Not that there was much, which was exactly how I liked it.

“I hear the whole of Portland is full of Hollywood types and all the hotels are booked up,” she told me.

“Well, that’s good for local business,” I said, staring at the TV, trying to work out if I’d seen the woman on the screen in something else. I had a terrible memory for names and faces. Another reason why staying in the same place I grew up was such a good idea for me. Other than tourists, there were few new people who came to town.

“It might be good for you, too. Perhaps you should take an ad out in the Portland Press Herald.”

“Maybe.” I was pretty sure if a film crew was in Portland, they’d have neither the time nor inclination to visit a jewelry store thirty-five minutes north of where they were staying.

“You should think about it. There are a lot of things happening for you this summer.” I could tell by her sure voice that she wasn’t just making small talk. She had information. Or at least she thought she did. Although Mrs. Wells had long-since retired from giving readings to passing tourists on the beach, apparently the spirits weren’t so keen on her retirement and she still passed on what they told her to any Worthington resident who asked. But I hadn’t asked. And I didn’t want to know.

She pulled out my yellow silk scarf from where it was lodged beside her. So that was where it had disappeared. I hadn’t seen it in weeks. I should have known. “You must have left it when you were last here, my dear.”

She was trying to appear nonchalant, but the sparkle in her eyes told me she was busting at the seams to tell me whatever reading she’d got on my scarf.

“I’ve told you before, Mrs. Wells, I’m not interested in knowing what my future holds. I want to see it for myself.” Unfortunately, Mrs. Wells wasn’t one of those fortune tellers who just told you the good stuff. When I’d been to see her about college choices, desperate for her to tell me that art school in New York would make all my dreams come true, I’d been devastated that she’d told me the move would only bring me pain. I’d ignored her, assuming her negative reading was just reflective of the fact that she was a small-town woman frightened of the big city.

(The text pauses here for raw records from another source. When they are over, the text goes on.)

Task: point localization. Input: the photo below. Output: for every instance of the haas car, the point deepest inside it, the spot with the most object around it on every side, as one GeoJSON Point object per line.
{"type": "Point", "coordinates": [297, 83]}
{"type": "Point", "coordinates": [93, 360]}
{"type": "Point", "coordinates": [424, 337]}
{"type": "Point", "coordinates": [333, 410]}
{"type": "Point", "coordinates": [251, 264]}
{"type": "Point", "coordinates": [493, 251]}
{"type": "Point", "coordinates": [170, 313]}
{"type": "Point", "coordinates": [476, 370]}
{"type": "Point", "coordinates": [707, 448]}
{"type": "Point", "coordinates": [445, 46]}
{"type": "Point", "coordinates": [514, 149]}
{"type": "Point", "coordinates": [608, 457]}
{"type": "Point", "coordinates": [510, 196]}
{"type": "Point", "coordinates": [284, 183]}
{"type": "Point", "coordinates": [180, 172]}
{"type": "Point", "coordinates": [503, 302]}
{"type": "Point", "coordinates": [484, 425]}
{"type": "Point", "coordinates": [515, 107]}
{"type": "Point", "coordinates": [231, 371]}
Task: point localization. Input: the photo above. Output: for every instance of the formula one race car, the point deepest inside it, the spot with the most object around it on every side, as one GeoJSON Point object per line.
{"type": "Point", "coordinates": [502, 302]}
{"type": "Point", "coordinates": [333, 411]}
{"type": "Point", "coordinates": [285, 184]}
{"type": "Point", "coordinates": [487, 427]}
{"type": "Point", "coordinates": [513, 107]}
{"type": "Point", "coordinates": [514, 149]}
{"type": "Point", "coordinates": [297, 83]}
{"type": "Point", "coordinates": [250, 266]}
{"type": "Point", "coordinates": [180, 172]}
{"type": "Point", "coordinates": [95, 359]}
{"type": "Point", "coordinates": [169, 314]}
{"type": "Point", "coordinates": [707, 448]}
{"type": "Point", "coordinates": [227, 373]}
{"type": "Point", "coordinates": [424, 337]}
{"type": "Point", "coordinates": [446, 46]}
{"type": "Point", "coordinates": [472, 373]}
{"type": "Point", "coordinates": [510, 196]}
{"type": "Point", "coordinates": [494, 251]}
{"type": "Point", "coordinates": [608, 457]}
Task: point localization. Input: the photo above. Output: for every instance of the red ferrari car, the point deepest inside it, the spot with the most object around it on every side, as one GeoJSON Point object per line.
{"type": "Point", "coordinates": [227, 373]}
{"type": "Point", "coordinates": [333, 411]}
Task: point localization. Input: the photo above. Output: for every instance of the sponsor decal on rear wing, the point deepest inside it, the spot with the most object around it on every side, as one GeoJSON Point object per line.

I hated that she’d been right, and I’d never asked her what the spirits said again. Since I’d been back in Worthington, I’d worked hard to hold things steady, made sure I was in control of my own destiny. I wanted to keep my life just as it was. I was happy.

“You need to prepare yourself, my dear. This summer there’s a storm coming your way. Lots of change.”

My stomach flipped over. I didn’t do storms. There was no way my world could be thrown off balance—I’d made sure of it. I shook my head. “Well, I’ve storm-proofed my life.” My jewelry shop was turning a small profit, I’d set up an online storefront, and had made more from the last three months of internet sales than I had in the whole of last year. I had my cottage on the beach and good friends and neighbors. There was nothing that could alter any of that.

“It’s impossible to avoid. It’s your destiny. You can withstand what comes but things will change. Storms can be destructive but they can clear the air, ready for a fresh start. A new beginning,” she said, looking at me intently.

“Please, Mrs. Wells. I really don’t want to hear any more.” I twirled the yellow scarf around my fingers. I’d worked really hard for calm seas these last few years, and I didn’t want to think about anything disturbing that. And I didn’t need a new beginning. I’d thought that about college and where had that gotten me?